Os termos da transição do poder no regime cubano foram descritos pelo mesmo Raúl Castro há três meses: “O partido comunista continuará como o eixo do poder político”. No início dos anos 90, Raúl deu novas funções aos militares cubanos, engajando-os em atividades econômicas. Há dois anos, o setor de turismo, a maior fonte de receita da ilha, passou para a supervisão direta de Raúl, que distribuiu militares em todo o setor.

O processo de transição do poder em Cuba, mantida a essência do regime, será marcada pela expansão da economia nos últimos anos. A alta do preço do açúcar no mercado internacional, o maior produto de exportação do país, ao lado do aumento do turismo, gerou bom fluxo de moeda forte. Mas Cuba só avançou com a ajuda do petróleo venezuelano, o motor do crescimento de 8% nos dois últimos anos no PIB cubano. Esse petróleo revigorou o transporte e a agropecuária.

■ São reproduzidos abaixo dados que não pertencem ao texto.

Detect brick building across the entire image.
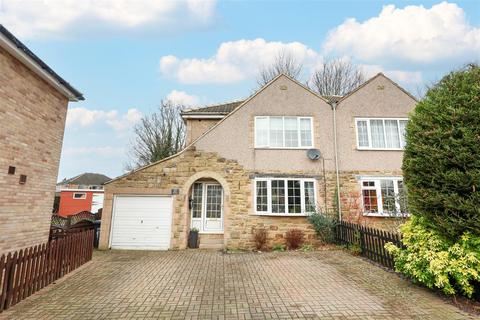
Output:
[0,25,84,254]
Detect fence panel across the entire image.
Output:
[335,221,403,269]
[0,229,94,312]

O aspecto mais consistente deste boom está no turismo. O PIB cubano é sustentado em 5% pela agricultura, 26% pela indústria e 69% pelo setor de turismo. Dois terços da força de trabalho cubana está neste setor. Não sem motivo, Raúl o assumiu faz dois anos.

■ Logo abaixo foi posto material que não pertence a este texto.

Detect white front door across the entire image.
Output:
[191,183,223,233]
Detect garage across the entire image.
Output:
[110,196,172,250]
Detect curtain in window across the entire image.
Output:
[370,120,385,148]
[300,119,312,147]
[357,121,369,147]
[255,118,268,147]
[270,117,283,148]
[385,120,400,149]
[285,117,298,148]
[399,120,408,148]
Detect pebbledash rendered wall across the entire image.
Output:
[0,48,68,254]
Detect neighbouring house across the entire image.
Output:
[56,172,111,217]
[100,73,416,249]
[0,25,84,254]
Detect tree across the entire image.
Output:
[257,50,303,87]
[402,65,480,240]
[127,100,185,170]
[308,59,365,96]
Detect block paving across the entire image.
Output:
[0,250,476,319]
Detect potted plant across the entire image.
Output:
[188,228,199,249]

Curiosamente, os EUA ficaram sem escolha neste processo de transferência de poder em Cuba. No ano passado, com os sinais de debilidade física de Fidel, a pressão americana aumentou e o Departamento de Estado criou o Escritório de Transição Cubana. Porém, a Casa Branca já avisou que não vê possibilidade de “abrir negociações” com Raúl, que representa plena continuidade do regime. Na prática, Washington manterá a espera da solução natural porque, enfim, Raúl Castro tem 75 anos. Além dos planos de frear o êxodo para Miami, sobrou a promessa de fartos investimentos na ilha pós Fidel, que é de difícil execução real, como reconhece o próprio Departamento de Estado.

Não há, óbvio, testamento político conhecido de Fidel Castro. Quando Raúl alcançou o segundo posto no Comitê Central, no auge da crise pós fim da URSS, a pretensão dos líderes da nova geração, como o chanceler Felipe Pérez Roque ou o chefe do Conselho de Ministros, Carlos Lage, de suceder Fidel em vida, apenas desapareceu.

Felipe González chamou o poder de Raúl de “ensaio geral”. Pode ser um engano, porque a longevidade totalitária no poder sempre implica em temer muito a escolha sensata de herdeiros. Por isso, tais regimes não sobrevivem ao desaparecimento dos guias, que por serem geniais dispensam a democracia. Esta saudável regra da História é a maior esperança dos cubanos.